プロジェクトを進行した2年間は、ちょうどコロナ禍の真っ只中。 社内でも特に大規模なプロジェクトを、慣れないオンライン環境で進めなければならないことに当初は苦労しました。 それから、コロナの影響は機器の調達面にも及びました。街がロックダウンされた影響や従業員の欠員などが原因で海外工場が稼働せず、機器メーカーから納期が大幅に遅れると連絡を受けたのです。 そこで社内に掛け合い、納期にゆとりがあるほかのプロジェクトで確保していた機器をこちらに回してもらうなどして、なんとか予定通りに調達を済ませることができました。

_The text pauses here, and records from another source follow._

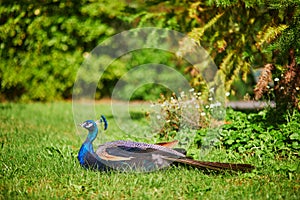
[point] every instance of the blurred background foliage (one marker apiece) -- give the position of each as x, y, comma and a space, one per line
44, 42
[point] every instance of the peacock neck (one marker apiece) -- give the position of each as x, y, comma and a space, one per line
90, 138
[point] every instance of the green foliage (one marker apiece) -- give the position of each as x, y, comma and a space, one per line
44, 43
39, 146
262, 133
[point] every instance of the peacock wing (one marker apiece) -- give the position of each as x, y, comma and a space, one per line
136, 156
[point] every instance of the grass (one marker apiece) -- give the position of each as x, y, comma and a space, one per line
39, 146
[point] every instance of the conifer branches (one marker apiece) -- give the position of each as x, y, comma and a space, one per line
264, 79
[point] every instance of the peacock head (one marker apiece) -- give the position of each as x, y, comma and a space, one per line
90, 125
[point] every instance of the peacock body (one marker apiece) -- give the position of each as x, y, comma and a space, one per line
137, 156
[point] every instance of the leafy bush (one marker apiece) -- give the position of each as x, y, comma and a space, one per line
43, 44
261, 133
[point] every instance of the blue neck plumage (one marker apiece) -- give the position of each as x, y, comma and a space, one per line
87, 146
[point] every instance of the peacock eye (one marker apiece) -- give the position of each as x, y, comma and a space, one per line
89, 125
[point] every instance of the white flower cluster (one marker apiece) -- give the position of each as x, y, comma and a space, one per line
188, 110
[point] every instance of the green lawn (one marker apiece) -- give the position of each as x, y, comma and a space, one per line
39, 146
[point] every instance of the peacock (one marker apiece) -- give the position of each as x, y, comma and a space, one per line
138, 156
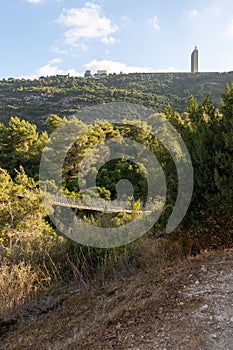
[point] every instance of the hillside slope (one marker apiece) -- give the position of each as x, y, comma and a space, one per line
187, 305
65, 95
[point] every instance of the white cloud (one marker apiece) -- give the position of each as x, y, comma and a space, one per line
154, 23
230, 28
117, 67
51, 68
193, 13
88, 23
34, 1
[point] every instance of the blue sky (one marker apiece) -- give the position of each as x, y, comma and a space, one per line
47, 37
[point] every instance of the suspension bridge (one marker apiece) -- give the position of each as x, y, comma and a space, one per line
101, 205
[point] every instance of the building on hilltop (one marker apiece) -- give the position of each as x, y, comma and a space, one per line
101, 73
194, 61
87, 74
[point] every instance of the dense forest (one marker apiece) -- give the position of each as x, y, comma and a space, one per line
200, 107
65, 95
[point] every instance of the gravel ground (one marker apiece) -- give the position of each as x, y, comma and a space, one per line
186, 307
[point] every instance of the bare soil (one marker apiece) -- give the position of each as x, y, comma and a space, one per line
188, 305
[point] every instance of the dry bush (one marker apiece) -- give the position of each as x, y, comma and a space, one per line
18, 284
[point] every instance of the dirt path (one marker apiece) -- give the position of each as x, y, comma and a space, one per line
189, 306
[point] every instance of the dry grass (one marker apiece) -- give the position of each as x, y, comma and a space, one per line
17, 286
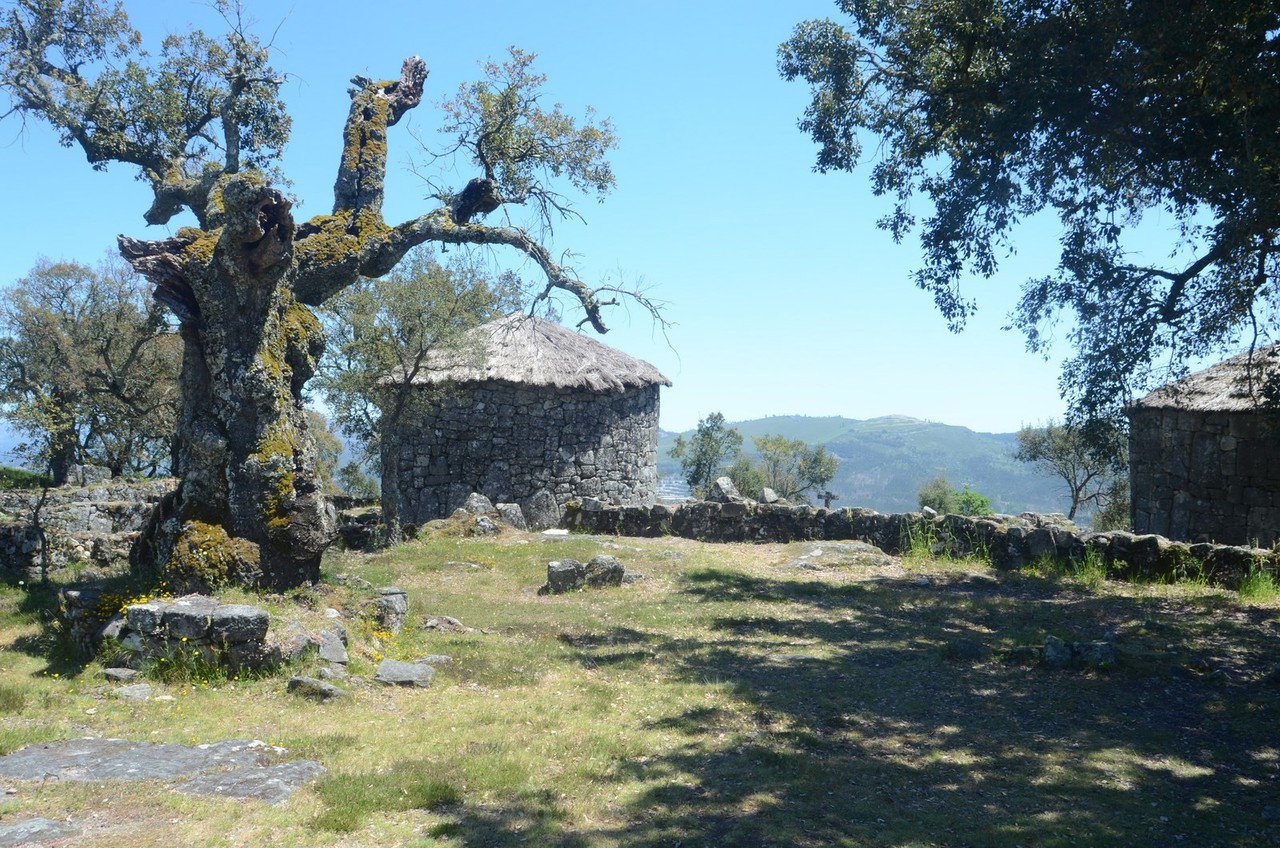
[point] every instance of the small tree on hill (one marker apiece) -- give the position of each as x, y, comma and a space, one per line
703, 455
1087, 461
88, 369
791, 468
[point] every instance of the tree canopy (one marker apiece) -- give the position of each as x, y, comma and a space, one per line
204, 124
88, 369
1088, 463
1102, 113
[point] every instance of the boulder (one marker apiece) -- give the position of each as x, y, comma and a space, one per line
394, 673
478, 504
603, 570
542, 510
563, 575
315, 689
722, 491
512, 515
391, 606
333, 647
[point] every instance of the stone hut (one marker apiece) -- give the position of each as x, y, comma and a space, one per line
1205, 455
526, 413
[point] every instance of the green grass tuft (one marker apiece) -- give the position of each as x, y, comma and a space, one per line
352, 799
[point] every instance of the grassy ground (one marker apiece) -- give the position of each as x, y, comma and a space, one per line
736, 696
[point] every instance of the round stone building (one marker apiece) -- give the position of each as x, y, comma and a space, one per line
1205, 455
529, 413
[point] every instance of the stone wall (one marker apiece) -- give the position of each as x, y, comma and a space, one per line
519, 445
94, 524
1009, 542
1205, 477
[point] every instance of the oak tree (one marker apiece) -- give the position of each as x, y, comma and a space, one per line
202, 123
1101, 113
88, 369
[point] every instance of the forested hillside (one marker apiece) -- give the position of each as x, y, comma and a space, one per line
883, 461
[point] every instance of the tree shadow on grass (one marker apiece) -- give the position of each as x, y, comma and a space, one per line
851, 726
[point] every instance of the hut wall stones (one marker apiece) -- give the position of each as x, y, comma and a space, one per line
544, 416
1205, 456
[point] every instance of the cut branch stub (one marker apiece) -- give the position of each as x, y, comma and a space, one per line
374, 108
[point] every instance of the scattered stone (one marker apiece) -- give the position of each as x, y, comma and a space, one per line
485, 525
238, 623
122, 760
444, 624
135, 692
391, 607
315, 689
333, 647
1023, 655
293, 644
270, 784
188, 618
394, 673
1056, 653
122, 675
512, 515
33, 831
478, 504
603, 570
542, 510
722, 491
967, 651
1092, 655
563, 575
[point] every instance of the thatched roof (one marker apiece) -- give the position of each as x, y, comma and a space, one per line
1232, 386
531, 351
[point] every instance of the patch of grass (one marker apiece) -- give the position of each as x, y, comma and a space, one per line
351, 799
1260, 584
726, 698
12, 698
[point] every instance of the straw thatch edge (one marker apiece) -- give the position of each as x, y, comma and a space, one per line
524, 350
1232, 386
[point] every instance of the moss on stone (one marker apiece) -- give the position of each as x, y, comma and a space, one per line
205, 557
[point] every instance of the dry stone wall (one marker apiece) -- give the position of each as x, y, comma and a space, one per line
94, 524
1206, 477
524, 445
1009, 542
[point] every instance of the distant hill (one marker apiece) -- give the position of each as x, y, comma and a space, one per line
883, 461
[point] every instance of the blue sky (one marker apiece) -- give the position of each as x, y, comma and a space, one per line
785, 297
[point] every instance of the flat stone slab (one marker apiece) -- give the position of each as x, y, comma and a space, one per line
240, 767
269, 784
32, 831
405, 674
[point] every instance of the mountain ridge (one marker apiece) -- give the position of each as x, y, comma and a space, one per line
885, 460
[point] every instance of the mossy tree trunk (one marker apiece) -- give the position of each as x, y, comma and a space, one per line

お客様への納品物として作成するドキュメントは、社内向けの資料と比べてさまざまな点が異なりました。 どう表現すれば間違いなくお客様に伝わるのか。ドキュメントの隅々にまで神経を巡らせ、ベストな資料としてまとめ上げることに苦労しました。 意識していたことは、もっとも重要な結論を伝えた上で、その根拠を示すこと。 私が作成した資料はNTTデータの管理者がチェックしますが、そこで修正の指示を受けて何度もやり直しを重ねた末にようやく完成することが多かったです。 それぞれの作業には締切もあり、スケジュール管理も重要でした。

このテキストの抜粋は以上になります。